As pessoas que vivem nas áreas periféricas como Dona Lúcia são diariamente atingidas por essas políticas. E isso porque ela, apesar de ser uma senhora, não tem nenhuma limitação física. Muito diferente de Waldir Souza, de 56 anos, que ficou paraplégico após um acidente doméstico há 20 anos.
Uma série de desafios
Para Waldir os problemas se intensificam. É certo que todos os ônibus que ele precisa são adaptados à sua condição, mas isso não os impossibilita de apresentarem problemas. “O maior transtorno é chegar até o ponto de ônibus”, conta. A denuncia é feita em razão da falta de acessibilidade da cidade, que apresenta um série de outras precariedades com relação à esse tema.
“Na (avenida) Nações Unidas mesmo, que deveria ser mais acessível por estar localizada em uma área nobre e ser uma das vias principais do município.

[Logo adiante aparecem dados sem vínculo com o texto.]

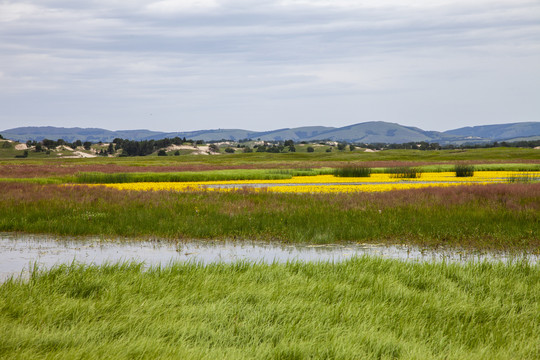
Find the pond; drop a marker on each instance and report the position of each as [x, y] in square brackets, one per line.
[18, 252]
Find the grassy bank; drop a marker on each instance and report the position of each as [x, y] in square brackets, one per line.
[365, 308]
[501, 216]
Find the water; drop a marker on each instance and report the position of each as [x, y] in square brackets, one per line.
[19, 252]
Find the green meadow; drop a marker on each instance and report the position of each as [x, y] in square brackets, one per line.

Mas não é o que vemos. É impossível um cadeirante chegar a um ponto de ônibus”, protesta o morador de Bauru que ainda realiza um questionamento: “Se na(s) (avenidas) Rodrigues Alves e Nações Unidas não há acessibilidade para nós, consegue imaginar na minha comunidade? Eu ainda tenho sorte de morar bem. Por isso que eu uso van. É mais cômodo. As vezes não consigo, daí peço ajuda ou vou na fé de Deus mesmo”, comenta Waldir.
O Repórter Unesp foi até a Avenida Nações Unidas em Bauru e registrou um ponto de ônibus em que a locomoção de uma pessoa com cadeira de rodas é praticamente impossível.
Jorge Galli é advogado e possui deficiência visual desde os 13 anos por causa de um glaucoma. Ele é vice-coordenador do Conselho Municipal dos Direitos da Pessoa com Deficiência (Comude) e relata que esses obstáculos espalhados pela cidade recebem pouca atenção do poder público. O conselho existe justamente para lutar por uma cidade mais acessível, atuando como um meio de comunicação aberto da população com a Prefeitura para defender direitos, expor denúncias, situações de descaso e até maus tratos contra a pessoa com deficiência.
Cadê o direito à cidade?
A política regional tem reforçado muito a exclusão de certos moradores e pode, por vezes, mascarar os problemas da cidade sob slogans de frotas modernas e 100% acessíveis. Os deficientes afirmam que a questão da acessibilidade vai além de apenas plataformas. A mobilidade dessas pessoas requer calçadas planas e sem buracos, rampas de acesso, entre outros fatores. É necessário pensar além do cidadão sadio, zelando também por aqueles que mais precisam.
Vale lembrar que as calçadas particulares são de responsabilidade dos donos das residências, cabendo também o papel da fiscalização e da conscientização sobre esses elementos urbanos. É difícil no núcleo familiar haver a discussão sobre o estado de suas calçadas, o que não deixa de ser relevante para a sociedade. É dever de todo cidadão colaborar com o acesso à cidade, afinal, todo cidadão tem direito à usufruir dela da melhor forma.